While conducting education census in Nigeria is long overdue, experts have said it will be of immense benefit, but require all the seriousness. This is even as they noted that it will not be devoid of challenges but a poly stance that the federal government should pursue with all the necessary political will.

An educationist, Michael Sule, said census on the education sector is very important and an exercise that should have happened long ago with the authority updating the information gathered after two or five years as the case may be.

“It is very crucial to know every details relating to every school in Nigeria, ranging from the infrastructure, number of students, teachers and location among others. It is lack of accurate information that causes the embarrassment of when schools are attacked the school management could not provide accurate number of students missing,” he stated.

He said every year there are changes in the sector, just as there are also in schools. “You see some terms you have students changing schools, infrastructure going bad and teachers leaving. So without regular collation of information you cannot get accurate record.”

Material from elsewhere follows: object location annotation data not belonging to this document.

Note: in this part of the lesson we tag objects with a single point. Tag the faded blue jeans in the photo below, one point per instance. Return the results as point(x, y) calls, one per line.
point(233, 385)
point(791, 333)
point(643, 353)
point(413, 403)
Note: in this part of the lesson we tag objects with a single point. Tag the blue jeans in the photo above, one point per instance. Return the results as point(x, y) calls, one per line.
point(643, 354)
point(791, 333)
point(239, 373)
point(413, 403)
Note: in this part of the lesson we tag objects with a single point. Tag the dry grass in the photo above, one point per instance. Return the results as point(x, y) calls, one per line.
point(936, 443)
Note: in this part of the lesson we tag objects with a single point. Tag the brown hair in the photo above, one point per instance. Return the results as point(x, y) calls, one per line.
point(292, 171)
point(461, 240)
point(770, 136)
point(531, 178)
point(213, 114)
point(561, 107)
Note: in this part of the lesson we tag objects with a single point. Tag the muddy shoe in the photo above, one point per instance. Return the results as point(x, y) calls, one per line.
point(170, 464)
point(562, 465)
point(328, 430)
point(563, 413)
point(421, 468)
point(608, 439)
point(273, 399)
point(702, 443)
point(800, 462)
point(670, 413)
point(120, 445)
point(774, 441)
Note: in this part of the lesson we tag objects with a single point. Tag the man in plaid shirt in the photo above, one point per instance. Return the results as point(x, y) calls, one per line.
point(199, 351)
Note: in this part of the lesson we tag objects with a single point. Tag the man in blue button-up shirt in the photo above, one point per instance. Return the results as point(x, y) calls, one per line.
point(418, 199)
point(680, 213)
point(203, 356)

While noting that it is a must be embark on the census soonest, he said the federal government must also fathom the possible challenges in embarking on such noble initiatives, such as people giving inaccurate details, the conductor not going to some areas probably because of difficult terrain and, most importantly, the exercise should not be politicised.

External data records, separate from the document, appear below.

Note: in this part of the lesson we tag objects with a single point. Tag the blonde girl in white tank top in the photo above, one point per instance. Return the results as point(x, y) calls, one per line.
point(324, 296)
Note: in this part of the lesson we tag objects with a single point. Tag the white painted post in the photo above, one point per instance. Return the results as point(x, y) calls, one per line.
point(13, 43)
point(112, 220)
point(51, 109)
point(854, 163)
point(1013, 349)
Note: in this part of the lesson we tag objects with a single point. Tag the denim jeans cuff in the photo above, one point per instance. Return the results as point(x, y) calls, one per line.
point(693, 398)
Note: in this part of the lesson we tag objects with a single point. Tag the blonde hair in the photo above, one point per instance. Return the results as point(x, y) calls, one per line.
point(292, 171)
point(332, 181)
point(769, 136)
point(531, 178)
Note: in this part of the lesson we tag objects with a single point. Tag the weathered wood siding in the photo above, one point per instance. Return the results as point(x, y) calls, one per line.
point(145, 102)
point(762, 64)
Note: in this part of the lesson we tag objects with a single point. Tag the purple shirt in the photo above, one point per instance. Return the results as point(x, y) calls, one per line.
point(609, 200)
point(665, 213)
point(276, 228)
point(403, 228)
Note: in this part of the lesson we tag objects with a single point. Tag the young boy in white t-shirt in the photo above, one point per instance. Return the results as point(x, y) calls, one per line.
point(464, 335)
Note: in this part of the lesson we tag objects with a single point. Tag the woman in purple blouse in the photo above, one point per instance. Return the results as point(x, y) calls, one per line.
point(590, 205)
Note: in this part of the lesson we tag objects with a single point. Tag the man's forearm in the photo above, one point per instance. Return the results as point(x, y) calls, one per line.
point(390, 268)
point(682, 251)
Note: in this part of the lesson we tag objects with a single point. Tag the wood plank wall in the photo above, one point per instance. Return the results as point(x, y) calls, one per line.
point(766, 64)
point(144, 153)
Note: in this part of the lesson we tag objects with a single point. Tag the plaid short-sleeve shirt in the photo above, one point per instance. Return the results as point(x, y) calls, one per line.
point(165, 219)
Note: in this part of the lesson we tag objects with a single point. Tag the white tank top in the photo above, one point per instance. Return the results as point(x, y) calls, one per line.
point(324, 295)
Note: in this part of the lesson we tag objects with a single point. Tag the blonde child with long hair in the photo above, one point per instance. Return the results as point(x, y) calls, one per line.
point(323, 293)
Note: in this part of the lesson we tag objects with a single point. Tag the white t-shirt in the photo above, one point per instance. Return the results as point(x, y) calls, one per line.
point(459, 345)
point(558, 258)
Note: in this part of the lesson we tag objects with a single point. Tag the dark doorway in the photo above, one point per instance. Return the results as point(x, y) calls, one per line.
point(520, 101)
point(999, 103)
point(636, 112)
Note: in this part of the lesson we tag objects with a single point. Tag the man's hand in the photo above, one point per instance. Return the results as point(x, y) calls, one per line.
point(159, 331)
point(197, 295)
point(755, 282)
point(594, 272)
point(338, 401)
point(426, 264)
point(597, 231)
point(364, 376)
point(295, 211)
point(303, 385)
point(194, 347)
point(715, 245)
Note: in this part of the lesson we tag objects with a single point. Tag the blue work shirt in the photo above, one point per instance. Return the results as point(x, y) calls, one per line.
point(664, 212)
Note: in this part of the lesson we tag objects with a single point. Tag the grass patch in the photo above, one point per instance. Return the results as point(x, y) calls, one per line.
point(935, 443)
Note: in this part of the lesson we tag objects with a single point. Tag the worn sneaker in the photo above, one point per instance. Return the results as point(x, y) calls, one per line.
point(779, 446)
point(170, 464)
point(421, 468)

The chairman of Voyage International Schools, Abuja, Yussuff Oriyomi, said conducing census in the sector will not only help government to know the number of children in schools, age groups, gender, urban and rural plus other categorizations, but also help it to estimate the number of out of school children as well as how to plan to mitigate the phenomenon.

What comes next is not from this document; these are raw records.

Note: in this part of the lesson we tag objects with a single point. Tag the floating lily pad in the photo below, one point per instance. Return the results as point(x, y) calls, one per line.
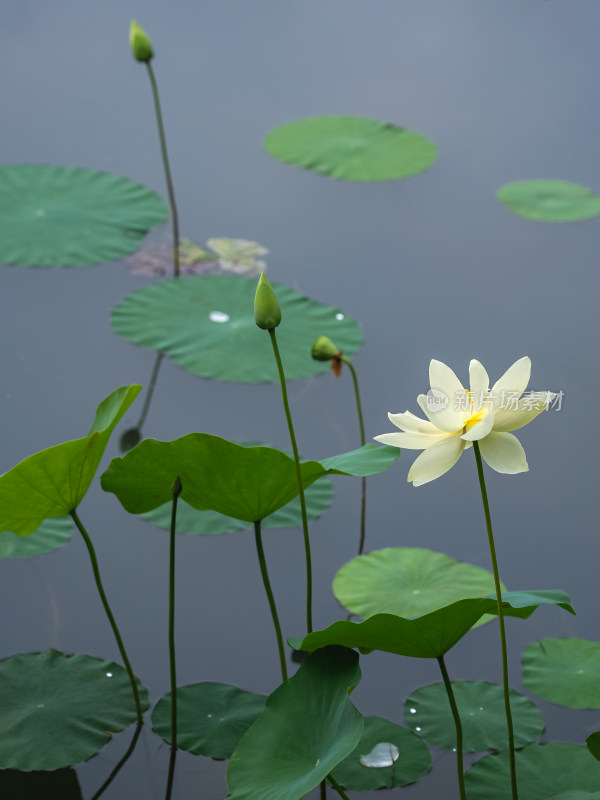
point(230, 255)
point(206, 325)
point(67, 216)
point(431, 635)
point(60, 710)
point(408, 581)
point(239, 255)
point(61, 783)
point(208, 523)
point(481, 708)
point(352, 148)
point(550, 201)
point(53, 482)
point(544, 771)
point(593, 744)
point(52, 534)
point(211, 717)
point(247, 483)
point(307, 728)
point(381, 742)
point(564, 671)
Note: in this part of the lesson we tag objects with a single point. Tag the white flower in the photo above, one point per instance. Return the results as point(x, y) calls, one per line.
point(457, 417)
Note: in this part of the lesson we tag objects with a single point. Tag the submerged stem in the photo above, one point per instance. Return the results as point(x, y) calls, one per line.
point(176, 491)
point(165, 157)
point(109, 614)
point(457, 725)
point(300, 486)
point(270, 597)
point(363, 503)
point(509, 724)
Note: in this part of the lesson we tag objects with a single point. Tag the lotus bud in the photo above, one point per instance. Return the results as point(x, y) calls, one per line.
point(140, 43)
point(323, 349)
point(267, 313)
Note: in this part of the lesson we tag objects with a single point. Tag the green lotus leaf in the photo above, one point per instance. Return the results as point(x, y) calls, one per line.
point(52, 534)
point(60, 710)
point(211, 717)
point(209, 523)
point(351, 148)
point(544, 772)
point(67, 216)
point(206, 325)
point(482, 713)
point(431, 635)
point(593, 744)
point(307, 728)
point(408, 581)
point(575, 794)
point(550, 201)
point(247, 483)
point(53, 482)
point(564, 671)
point(413, 759)
point(61, 783)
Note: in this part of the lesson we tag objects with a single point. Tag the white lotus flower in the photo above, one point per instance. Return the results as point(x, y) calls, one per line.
point(457, 417)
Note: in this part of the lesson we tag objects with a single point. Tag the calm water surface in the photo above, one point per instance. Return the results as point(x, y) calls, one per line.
point(432, 266)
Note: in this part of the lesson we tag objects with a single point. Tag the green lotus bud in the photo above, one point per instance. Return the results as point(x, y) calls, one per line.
point(323, 349)
point(267, 313)
point(141, 46)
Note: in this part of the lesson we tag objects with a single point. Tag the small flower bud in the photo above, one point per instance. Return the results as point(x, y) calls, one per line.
point(141, 46)
point(323, 349)
point(267, 313)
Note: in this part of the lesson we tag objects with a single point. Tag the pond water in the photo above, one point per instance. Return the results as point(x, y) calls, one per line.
point(432, 266)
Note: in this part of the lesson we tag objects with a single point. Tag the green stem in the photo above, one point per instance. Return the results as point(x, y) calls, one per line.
point(165, 157)
point(338, 788)
point(150, 391)
point(509, 724)
point(300, 486)
point(457, 725)
point(109, 614)
point(176, 491)
point(171, 774)
point(363, 504)
point(121, 764)
point(357, 395)
point(267, 584)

“School census is a crucial tool as it helps government to plan it’s programmes and direct its interventions properly. School census helps government to know the population in private and public schools and thus how to channel her interventions,” he said.

On challenges likely to be faced in conducting the census, he said inadequate resources to train the enumerators may be an issue and also poorly trained/equipped enumerators may deliver defective census results.

“There is mistrust from private schools about government intentions about the school census, that some of the data given may be inaccurate. School census would be more impactful if it is carried out annually and diligently. But that’s not the case at the moment,” he noted.

While saying that as of today, the number of children attending non-state schools is far more than public schools, he said the government needed to partner private schools to enhance trust between the two.

“This will aid the accuracy of census figures. This can be achieved by partnering with school associations such as the Association of Model Islamic Schools (AMIS) that have branches nationwide with the headquarters in FCT Abuja,” he said.

He advised government to take accurate data generation more seriously and make adequate budgetary provisions for a robust annual school census.

“Government should partner with donor agencies in the field of education to enhance school census data and also train and equip more enumerators for a productive school census,” he said.

For Sophia Emmanuel, a teacher in a public school, census will go a on way in addressing many issues especially in public schools.

“We have found it difficult to get accurate data to use in Nigeria. Every data you see is the one carried out by international organizations and I can tell you they are not comprehensive and most times not updated, but with an accurate census, we can know the real information on the education sector.

“You go to some public schools and you find out the number of transition to senior classes are low, and yet schools cannot provide concrete reasons for it or the whereabouts of their students: no records of old students or account for some resources given to them, it’s really that bad, “ she said.

She however, advised that the government should not compromise if it wants to address the challenges in the education sector, saying, “Having the right persons who will do the right thing by providing accurate information without politicizing the process is important.”